Over the course of two hours last month, the Alliance of Communities Transforming Syracuse came to a final decision out of three proposed ideas on where to invest their time and energy — in establishing conflict resolution training in the South Side.
Widely known by its acronym ACTS, the attendees deliberated over three possible topics: police-community relationships, quality and quantity of youth services, and conflict resolution training.
Among the advocates for conflict resolution, N’namdi Shakir-Muhammad spoke out strongly for focus on conflict resolution training. African-Americans — youth especially — have been oppressed for so long that hopelessness is inherited now, he said, and an effort must be made to reverse that.
“Conflict resolution is what they need,” Shakir-Muhammad said. “It’s not about programming — it’s about putting a light back into a human being. Something died in them, that hopelessness is so deep. You can’t bring money to that — you have to get out there and deal with that.”
Mark Cass, executive director of ACTS, worked to mediate the conversation, which took place in the Southwest Community Center at 401 South Ave. The meeting was held for the organization’s Community Violence and Youth Task Force division.
Thirteen attendees compared the three projects at length — each option’s merit was argued fervently. Shakir-Muhammad and Clifford Ryan — both longtime activists who work directly with youth, aged 12 to 25 in advising them against gun violence — voiced caution against focusing on police-community relations. The efforts would be met by challenges from, what he termed, a disconnect between law enforcement and the community.

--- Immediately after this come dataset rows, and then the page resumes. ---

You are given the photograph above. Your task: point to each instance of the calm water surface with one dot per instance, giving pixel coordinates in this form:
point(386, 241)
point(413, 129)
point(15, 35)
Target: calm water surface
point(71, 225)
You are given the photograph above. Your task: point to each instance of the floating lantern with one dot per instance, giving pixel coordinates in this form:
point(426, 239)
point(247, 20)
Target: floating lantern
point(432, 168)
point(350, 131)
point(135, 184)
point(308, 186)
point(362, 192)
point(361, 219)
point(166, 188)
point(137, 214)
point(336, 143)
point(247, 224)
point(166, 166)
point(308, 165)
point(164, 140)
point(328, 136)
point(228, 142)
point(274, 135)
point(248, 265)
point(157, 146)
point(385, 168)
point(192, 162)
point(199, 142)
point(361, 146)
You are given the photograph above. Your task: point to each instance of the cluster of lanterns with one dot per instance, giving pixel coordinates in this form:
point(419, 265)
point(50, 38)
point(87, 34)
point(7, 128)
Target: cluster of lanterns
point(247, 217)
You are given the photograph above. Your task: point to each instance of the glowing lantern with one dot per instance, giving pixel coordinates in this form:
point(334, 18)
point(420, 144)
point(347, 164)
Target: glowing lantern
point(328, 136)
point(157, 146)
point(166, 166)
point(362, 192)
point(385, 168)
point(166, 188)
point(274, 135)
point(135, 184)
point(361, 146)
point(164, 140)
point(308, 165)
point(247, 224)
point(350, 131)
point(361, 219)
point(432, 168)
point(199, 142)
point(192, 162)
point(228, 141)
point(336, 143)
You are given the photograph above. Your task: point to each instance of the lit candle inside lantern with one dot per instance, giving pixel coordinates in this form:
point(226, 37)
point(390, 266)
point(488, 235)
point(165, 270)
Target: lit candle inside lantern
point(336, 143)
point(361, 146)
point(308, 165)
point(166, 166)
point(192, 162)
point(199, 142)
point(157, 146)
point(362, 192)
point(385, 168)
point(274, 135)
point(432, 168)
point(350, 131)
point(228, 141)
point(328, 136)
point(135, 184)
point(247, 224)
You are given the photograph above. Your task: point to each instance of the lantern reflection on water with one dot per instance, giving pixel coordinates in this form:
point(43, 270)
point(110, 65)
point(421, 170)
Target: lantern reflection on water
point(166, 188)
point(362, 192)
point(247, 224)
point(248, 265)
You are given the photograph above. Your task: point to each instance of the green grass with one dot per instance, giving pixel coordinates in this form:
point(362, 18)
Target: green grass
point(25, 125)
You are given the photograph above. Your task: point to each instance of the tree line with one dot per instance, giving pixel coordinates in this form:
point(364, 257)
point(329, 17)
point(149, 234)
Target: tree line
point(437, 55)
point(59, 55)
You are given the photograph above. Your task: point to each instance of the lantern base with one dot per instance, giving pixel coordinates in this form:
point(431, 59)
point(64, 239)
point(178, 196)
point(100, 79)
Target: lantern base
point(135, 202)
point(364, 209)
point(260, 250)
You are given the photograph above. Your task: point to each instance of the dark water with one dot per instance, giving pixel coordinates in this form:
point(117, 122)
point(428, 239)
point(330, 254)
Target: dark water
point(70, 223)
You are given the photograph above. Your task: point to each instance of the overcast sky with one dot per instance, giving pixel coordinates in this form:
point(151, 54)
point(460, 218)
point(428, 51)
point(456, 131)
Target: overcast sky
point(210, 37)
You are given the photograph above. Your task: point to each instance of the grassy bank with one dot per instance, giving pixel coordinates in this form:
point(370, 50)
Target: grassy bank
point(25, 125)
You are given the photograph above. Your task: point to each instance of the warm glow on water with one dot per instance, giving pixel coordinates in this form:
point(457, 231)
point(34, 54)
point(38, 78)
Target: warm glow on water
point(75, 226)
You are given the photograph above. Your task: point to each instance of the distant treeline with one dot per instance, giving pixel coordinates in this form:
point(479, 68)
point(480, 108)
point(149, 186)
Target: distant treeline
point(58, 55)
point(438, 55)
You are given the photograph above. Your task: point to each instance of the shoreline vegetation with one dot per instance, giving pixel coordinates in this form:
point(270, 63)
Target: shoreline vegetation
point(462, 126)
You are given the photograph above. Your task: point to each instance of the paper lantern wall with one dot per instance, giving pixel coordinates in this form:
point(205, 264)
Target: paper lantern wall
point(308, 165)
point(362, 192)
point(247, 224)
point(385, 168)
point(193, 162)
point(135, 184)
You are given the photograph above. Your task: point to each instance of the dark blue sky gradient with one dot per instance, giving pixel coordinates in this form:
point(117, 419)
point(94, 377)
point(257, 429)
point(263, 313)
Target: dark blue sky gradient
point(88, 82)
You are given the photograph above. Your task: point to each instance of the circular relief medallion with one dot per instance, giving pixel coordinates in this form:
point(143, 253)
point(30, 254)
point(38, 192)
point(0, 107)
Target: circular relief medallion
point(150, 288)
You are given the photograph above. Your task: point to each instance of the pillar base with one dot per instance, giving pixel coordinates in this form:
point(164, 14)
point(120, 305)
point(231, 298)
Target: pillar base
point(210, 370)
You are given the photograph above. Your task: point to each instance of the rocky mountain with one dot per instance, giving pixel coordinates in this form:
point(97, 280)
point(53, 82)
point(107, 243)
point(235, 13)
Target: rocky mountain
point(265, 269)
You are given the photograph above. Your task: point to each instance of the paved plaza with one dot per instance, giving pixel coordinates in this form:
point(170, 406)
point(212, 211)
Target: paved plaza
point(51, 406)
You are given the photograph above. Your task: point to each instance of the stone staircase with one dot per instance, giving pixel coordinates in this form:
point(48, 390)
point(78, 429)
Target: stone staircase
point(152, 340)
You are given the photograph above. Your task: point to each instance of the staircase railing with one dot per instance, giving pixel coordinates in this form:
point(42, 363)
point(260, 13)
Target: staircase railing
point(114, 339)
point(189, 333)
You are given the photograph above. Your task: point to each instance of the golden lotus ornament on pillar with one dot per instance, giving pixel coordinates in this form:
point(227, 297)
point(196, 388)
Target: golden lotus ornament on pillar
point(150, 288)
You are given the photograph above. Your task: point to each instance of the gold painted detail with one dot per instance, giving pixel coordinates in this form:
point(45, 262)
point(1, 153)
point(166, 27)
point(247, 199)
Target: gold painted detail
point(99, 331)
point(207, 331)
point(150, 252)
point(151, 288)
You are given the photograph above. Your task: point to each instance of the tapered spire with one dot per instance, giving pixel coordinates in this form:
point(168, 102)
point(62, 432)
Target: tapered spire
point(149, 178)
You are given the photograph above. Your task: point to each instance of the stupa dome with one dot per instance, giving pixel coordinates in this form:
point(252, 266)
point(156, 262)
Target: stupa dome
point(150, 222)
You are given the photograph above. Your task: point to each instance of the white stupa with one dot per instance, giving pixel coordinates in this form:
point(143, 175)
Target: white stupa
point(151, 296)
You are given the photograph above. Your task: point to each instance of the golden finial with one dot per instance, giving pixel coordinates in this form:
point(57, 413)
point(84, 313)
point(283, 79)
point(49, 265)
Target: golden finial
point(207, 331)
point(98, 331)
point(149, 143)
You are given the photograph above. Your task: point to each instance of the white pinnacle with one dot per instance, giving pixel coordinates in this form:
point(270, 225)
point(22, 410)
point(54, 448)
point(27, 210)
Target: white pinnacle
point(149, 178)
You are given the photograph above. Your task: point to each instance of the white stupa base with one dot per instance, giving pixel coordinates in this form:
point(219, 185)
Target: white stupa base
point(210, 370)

“We were out and we were right in the middle of stopping some violence and when they came, they busted up the meeting, so to speak,” Ryan said, referring to the police. He added that police “need to give us that lead way — stand down unless you see some criminal activity.”
Ryan, who has dubbed himself an O.G. — an “old gangsta” — against violence, said he felt concerned that police may unknowingly interfere with his efforts to bring an end youth violence. When the police drive by and get out of their cars to see what’s going on, they shatter the connection and trust Ryan said he’s trying to establish with youth.
Earl Arnold, a community member at the meeting, offered another perspective.
“How I understand it, it’s so that the police know what is in the mind of the community people and the community people know what’s in the mind of the police,” Arnold said. “So they understand each other better.”
Quality and quantity of youth services seemed to be a topic everyone agreed was important, but not important enough to pursue then.
Emmanuel Flowers, the organization’s co-chair who called the meeting to order and kept the group on track, said, “In my honest opinion, we have enough programs.”
As a lead instructor at the Brady Faith Center at 404 South Ave., he said an overlap of programs already exists and would make putting more effort into improving the quality and quantity of youth services a inessential project.
At the end of the deliberation, Flowers offered a thought of his own: that children and young adults, whether 12 or 22, should have a say in their community and be able to advocate for themselves.
“Talk to them and bring them here. They need to be here, we need to bring more of them to the table,” Flowers said. “We want the children to know that they have life.”